Second, Plaintiff has not established good cause for her failure to submit the records earlier. Plaintiff states that the omission of the records was inadvertent and that she does not know if the omission was caused by staff or machine error. (Pl.'s Br. at 14). Therefore, because the records were previously available to Plaintiff and there is no known reason why they were not submitted earlier, Plaintiff cannot establish good cause. To hold otherwise would open the door for all claimants to request sentence-six remands without reason whenever they desire an additional record to be considered. Consequently, Plaintiff is not entitled to a sentence-six remand.
VII. RECOMMENDATION
For the reasons herein stated, I find that the Commissioner's decision denying Plaintiff's application for SSI benefits is supported by substantial evidence. Accordingly, I RECOMMEND that Plaintiff's Motion for Summary Judgment (ECF No. 15) be DENIED, Defendant's Motion for Summary Judgment (ECF No. 16) be GRANTED, the decision of the Commissioner be affirmed and this case be DISMISSED WITH PREJUDICE.

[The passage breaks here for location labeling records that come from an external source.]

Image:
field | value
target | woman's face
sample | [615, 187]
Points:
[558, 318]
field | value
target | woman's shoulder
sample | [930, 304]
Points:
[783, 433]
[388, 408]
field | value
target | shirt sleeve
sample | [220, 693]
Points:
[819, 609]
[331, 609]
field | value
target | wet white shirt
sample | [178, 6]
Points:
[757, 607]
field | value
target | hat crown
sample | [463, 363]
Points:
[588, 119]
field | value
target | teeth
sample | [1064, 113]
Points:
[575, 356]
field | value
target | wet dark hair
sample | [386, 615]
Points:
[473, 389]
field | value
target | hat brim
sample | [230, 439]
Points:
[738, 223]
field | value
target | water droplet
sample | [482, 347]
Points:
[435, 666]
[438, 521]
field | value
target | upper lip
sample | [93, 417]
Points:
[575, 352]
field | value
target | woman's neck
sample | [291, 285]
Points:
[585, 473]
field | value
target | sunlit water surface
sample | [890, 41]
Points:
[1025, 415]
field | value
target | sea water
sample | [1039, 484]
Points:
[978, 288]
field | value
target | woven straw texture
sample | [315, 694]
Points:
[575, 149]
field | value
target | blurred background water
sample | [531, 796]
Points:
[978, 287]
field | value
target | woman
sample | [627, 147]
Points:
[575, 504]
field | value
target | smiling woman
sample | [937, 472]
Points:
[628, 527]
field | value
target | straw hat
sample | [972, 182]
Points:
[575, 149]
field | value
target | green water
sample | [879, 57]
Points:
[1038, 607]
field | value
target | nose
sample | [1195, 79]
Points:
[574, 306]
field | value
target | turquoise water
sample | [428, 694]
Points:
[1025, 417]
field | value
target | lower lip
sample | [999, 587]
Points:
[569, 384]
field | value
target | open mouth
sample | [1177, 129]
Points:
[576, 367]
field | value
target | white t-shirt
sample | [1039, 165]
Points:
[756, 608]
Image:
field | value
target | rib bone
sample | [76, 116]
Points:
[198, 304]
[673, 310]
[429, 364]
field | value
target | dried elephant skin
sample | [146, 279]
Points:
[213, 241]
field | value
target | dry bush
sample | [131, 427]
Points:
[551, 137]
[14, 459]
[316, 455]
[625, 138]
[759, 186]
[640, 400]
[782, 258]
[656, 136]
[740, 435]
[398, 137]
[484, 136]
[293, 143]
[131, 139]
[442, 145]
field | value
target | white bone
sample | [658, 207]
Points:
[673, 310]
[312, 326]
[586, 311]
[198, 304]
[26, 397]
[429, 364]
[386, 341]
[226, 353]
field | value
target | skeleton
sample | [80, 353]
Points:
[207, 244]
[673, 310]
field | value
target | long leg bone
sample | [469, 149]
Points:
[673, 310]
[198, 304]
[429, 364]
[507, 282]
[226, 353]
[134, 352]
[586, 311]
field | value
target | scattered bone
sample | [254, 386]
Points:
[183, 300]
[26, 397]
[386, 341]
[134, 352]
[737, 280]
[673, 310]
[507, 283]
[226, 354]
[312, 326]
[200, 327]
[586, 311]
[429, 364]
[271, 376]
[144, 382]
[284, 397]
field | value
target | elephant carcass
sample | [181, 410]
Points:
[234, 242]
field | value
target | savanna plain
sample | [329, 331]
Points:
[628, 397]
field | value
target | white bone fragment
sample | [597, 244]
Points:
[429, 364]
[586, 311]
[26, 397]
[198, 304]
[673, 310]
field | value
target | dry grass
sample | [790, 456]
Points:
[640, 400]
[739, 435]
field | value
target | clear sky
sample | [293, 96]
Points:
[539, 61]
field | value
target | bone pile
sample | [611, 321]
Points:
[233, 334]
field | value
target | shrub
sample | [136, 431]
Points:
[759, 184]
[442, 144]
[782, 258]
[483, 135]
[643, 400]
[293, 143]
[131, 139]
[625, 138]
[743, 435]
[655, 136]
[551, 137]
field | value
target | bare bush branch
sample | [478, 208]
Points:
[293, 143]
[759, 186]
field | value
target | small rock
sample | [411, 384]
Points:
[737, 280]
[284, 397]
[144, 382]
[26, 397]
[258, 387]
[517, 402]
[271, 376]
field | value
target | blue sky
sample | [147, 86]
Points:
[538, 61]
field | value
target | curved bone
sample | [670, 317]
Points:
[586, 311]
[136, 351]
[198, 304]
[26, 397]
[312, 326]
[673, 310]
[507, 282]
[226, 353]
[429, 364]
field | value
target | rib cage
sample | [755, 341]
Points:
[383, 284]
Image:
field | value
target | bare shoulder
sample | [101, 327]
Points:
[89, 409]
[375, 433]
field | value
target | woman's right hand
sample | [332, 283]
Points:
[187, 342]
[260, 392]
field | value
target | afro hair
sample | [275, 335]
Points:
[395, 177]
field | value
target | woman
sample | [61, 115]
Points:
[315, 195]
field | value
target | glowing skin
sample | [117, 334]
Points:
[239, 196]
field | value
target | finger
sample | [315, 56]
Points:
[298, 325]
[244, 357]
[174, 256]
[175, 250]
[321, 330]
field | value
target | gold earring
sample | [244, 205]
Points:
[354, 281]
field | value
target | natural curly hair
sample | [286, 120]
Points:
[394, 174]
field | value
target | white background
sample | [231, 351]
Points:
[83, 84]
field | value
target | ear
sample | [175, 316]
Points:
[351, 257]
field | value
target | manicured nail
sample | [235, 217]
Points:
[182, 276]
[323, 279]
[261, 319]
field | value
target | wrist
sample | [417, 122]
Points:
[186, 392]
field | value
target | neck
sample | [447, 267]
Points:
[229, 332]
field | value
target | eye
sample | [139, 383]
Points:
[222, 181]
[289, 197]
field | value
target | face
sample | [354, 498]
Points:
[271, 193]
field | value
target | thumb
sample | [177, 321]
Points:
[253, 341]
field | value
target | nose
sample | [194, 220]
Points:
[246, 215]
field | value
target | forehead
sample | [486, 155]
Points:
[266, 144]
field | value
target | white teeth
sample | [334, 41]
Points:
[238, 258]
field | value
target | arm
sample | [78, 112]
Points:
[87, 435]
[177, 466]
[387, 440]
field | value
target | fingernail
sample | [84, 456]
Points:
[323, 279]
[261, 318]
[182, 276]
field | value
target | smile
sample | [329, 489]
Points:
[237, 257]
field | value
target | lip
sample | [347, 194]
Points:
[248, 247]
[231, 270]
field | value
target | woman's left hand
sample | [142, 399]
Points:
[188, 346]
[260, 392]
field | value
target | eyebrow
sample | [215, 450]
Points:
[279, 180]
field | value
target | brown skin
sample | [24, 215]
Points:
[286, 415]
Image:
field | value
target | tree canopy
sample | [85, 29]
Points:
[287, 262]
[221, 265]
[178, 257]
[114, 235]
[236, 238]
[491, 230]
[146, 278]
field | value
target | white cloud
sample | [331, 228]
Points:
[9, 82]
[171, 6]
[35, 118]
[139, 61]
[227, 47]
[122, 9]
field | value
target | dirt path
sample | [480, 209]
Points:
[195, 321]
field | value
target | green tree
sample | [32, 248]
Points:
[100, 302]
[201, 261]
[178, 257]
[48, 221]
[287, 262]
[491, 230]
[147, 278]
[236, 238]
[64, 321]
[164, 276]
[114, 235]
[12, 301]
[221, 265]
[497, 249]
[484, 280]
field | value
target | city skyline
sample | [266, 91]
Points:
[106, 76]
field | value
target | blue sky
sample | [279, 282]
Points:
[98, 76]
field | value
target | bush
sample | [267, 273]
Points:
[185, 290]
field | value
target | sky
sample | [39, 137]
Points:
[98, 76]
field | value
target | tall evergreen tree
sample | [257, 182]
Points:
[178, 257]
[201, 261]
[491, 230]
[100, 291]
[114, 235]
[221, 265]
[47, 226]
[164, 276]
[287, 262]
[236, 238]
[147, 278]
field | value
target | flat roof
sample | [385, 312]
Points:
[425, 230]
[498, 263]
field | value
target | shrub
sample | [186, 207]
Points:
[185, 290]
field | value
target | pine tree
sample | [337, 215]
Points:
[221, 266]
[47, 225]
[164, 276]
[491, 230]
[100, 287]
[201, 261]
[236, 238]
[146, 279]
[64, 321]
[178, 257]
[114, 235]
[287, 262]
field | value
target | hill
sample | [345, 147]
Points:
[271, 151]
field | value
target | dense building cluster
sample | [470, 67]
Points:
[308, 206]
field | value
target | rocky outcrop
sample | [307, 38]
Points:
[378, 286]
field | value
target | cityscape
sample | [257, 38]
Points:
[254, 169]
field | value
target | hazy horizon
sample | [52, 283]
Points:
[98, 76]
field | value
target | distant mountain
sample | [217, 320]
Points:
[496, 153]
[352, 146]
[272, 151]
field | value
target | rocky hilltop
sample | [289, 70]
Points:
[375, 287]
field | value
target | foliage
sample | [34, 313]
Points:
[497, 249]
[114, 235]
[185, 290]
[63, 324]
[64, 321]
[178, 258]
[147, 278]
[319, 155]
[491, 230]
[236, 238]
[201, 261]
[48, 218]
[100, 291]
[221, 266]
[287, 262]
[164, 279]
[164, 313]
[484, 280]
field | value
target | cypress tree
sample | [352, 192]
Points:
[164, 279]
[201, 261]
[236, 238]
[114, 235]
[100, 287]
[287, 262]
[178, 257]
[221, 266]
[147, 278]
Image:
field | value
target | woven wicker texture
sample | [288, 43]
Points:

Any party may, within fourteen (14) days after being served with a copy of this Report and Recommendation, file with the Clerk of the Court written objections identifying the portions of the Report and Recommendation to which objections are made and the basis for such objections. A copy of such objections should also be submitted to the Honorable Gina M. Groh, Chief United States District Judge. Failure to timely file objections to the Report and Recommendation set forth above will result in waiver of the right to appeal from a judgment of this Court based upon such Report and Recommendation. 28 U.S.C. § 636(b)(1); United States v. Schronce, 727 F.2d 91, 94 (4th Cir. 1984), cert. denied, 467 U.S. 1208 (1984); Wright v. Collins, 766 F.2d 841, 845-48 (4th Cir. 1985); Thomas v. Arn, 474 U.S. 140, 155 (1985).
The Court directs the Clerk of the Court to provide a copy of this Report and Recommendation to all counsel of record, as provided in the Administrative Procedures for Electronic Case Filing in the United States District Court for the Northern District of West Virginia. Respectfully submitted this 19th day of September, 2016.